Ik ren door de draaideur en kijk opnieuw om me heen. Valérie is al een eindje verderop, maar als ze even achteromkijkt en me ziet, verandert de blik in haar ogen. Haar ogen worden groot, alsof ze niet kan geloven dat ik achter haar aankom. Ze draait zich om en begint sneller te lopen. In haar haast kijkt ze niet waar ze loopt en de hak van haar rechterschoen blijft hangen in een scheur in het oneffen voetpad. Op één been hinkelt ze verder en even lijkt het erop dat ze languit op straat zal vallen. Wanneer ze er uiteindelijk in slaagt om haar evenwicht terug te vinden, is haar rechterschoen van haar voet gevallen. Ze kijkt naar de schoen en dan naar mij. Ze beseft dat ik haar zal inhalen als ze de schoen opraapt en besluit dan ook om het ding te laten voor wat het is. Ze doet haar linkerschoen ook uit, neemt hem in haar hand en rent verder tot ze bij haar auto aankomt. Nog voor ik haar kan bereiken, zit ze achter het stuur en duwt de deur op slot.

Ik sta naast haar en trek aan de klink, maar de wagen gaat niet open. Ik tik op het raam.

‘Doe open, Valérie,’ eis ik. ‘Laten we ergens heen gaan om te praten.’

Ze grijpt het stuur vast en knijpt zo hard dat haar knokkels wit worden. Ik zie haar neusvleugels trillen en zonder me zelfs maar aan te kijken, antwoordt ze: ‘Ik heb je niks meer te zeggen.’

Ze steekt de sleutel in het contact, draait eraan en start de motor. Zonder nog om te kijken, rijdt ze weg. Ik kan nog net opzij springen om te voorkomen dat ze over mijn voeten rijdt. Het is duidelijk dat ze nog steeds kwaad is op me. Ik blijf haar nakijken tot ik alleen nog de achterlichten van haar auto aan het einde van de straat zie.
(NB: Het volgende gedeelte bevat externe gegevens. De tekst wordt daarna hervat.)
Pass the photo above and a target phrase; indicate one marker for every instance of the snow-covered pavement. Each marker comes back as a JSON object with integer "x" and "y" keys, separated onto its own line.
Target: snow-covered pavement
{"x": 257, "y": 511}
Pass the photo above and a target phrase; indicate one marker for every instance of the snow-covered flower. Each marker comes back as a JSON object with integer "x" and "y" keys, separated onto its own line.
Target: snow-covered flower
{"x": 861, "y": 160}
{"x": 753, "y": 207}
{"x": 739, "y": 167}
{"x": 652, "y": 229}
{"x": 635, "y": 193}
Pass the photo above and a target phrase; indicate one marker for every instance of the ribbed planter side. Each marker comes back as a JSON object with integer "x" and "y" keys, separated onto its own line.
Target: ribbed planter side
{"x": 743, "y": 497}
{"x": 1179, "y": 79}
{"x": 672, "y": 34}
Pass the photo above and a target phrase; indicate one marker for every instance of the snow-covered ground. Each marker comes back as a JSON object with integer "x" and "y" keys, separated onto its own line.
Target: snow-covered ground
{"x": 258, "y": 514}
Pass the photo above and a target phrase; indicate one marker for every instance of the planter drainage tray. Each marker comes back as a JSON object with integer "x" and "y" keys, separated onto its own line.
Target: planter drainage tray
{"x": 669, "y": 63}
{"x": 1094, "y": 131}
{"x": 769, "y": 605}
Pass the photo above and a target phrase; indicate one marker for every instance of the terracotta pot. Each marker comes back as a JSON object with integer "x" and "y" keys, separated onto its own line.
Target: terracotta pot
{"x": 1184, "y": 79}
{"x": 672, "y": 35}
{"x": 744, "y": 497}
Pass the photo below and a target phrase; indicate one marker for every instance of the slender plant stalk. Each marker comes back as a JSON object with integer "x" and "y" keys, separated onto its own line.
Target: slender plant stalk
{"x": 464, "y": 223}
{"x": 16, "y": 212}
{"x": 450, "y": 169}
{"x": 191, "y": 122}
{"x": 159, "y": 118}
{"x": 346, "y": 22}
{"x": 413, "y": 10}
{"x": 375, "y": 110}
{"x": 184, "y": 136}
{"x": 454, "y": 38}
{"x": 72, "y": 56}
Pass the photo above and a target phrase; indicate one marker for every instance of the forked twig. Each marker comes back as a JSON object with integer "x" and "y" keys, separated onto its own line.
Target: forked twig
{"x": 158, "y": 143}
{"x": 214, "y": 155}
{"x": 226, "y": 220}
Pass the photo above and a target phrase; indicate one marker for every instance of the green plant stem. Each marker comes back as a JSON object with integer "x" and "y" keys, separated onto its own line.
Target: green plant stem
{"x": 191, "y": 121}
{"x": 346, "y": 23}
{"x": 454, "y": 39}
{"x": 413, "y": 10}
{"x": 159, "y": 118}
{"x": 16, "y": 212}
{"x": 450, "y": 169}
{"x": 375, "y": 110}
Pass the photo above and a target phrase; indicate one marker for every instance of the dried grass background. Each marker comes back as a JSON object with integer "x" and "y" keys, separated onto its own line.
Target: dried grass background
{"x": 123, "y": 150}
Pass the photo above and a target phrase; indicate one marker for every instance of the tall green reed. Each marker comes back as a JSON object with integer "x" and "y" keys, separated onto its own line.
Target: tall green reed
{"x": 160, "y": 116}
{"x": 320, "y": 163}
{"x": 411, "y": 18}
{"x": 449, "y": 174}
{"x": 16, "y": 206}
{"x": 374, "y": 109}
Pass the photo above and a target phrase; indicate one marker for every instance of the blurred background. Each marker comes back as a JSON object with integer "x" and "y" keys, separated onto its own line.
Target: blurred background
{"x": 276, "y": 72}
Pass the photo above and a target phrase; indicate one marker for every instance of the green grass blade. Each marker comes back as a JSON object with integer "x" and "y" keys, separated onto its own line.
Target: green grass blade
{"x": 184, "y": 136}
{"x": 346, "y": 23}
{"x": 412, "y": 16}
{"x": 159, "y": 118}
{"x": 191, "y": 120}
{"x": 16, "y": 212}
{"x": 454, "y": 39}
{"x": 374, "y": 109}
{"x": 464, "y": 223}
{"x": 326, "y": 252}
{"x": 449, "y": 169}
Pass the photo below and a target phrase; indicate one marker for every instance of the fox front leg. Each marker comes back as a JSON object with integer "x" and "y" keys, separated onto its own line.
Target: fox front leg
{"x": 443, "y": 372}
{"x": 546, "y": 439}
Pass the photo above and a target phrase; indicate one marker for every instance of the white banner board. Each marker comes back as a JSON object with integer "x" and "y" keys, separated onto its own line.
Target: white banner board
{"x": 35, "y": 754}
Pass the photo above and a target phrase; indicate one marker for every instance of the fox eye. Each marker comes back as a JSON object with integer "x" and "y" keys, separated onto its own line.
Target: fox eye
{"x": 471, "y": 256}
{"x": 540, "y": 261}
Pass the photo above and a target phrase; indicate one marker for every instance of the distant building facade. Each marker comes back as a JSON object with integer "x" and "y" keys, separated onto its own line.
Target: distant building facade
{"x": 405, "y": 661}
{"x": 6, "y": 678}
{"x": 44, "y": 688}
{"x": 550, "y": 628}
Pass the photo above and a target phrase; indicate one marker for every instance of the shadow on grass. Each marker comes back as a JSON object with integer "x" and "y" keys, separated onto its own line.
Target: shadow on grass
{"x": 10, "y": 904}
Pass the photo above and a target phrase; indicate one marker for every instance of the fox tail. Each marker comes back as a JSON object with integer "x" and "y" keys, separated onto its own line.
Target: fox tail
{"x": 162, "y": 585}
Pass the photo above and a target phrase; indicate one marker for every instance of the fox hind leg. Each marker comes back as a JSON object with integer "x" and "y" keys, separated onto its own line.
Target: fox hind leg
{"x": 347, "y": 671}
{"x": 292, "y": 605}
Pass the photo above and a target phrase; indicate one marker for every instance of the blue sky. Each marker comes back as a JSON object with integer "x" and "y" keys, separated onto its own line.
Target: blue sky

Ik keer terug naar haar schoen, die nog steeds op het voetpad ligt, en raap hem op. De zilverkleurige schoen heeft een hak van zeker zeven centimeter. Het is een wonder dat ze kan lopen met zulke stelten aan haar voeten. Met haar schoen in mijn hand loop ik terug naar de zaal waar de persconferentie was. Onderweg houden een paar journalisten me tegen om vragen te stellen, maar ik negeer hen. Wat ze ook voor vragen hebben, ik kan en wil ze nu toch niet beantwoorden. Gelukkig staat Mike me bij de draaideur op te wachten. Hij laat me binnen en houdt dan de journalisten buiten. Op momenten als deze ben ik heel dankbaar voor Mikes aanwezigheid. Jolien en John staan me op te wachten in de zaal waar we zonet de kortste persconferentie ooit hadden.

Jolien is de eerste die me opmerkt en komt meteen op me afgelopen. ‘Gaat het met je?’ vraagt ze bezorgd.

‘Ja, alles is in orde.’

‘Heb je met haar kunnen praten?’

‘Nee, ze ging er vandoor voor ik de kans kreeg.’ Ik toon de schoen aan Jolien. ‘Dit is het enige dat ze heeft achtergelaten.’

‘Was dat Valérie, jouw vriendinnetje van vroeger?’

Ik zie de grijns op Joliens gezicht. ‘Dat was ze,’ bevestig ik. ‘De enige echte.’

‘Wat ga je nu doen?’

‘Wat er ook voor nodig is om haar terug hier te krijgen; het is tijd dat ik mijn fouten uit het verleden rechtzet.’

John komt achter Jolien staan en legt zijn arm over haar schouder. ‘Wij moeten gaan; ik heb hier een stukje verderop een tafeltje gereserveerd in de pizzeria.’ John richt zijn blik op mij. ‘Als je wil, kan je met ons meegaan.’

‘Nee, nee, ik zou niet in de weg willen zitten van jullie twee dortelduifjes. En daarbij: ik heb nu andere dingen te doen.’

‘Zoals?’ vraagt Jolien terwijl ze me bedenkelijk aankijkt. ‘Moet ik me zorgen gaan maken?’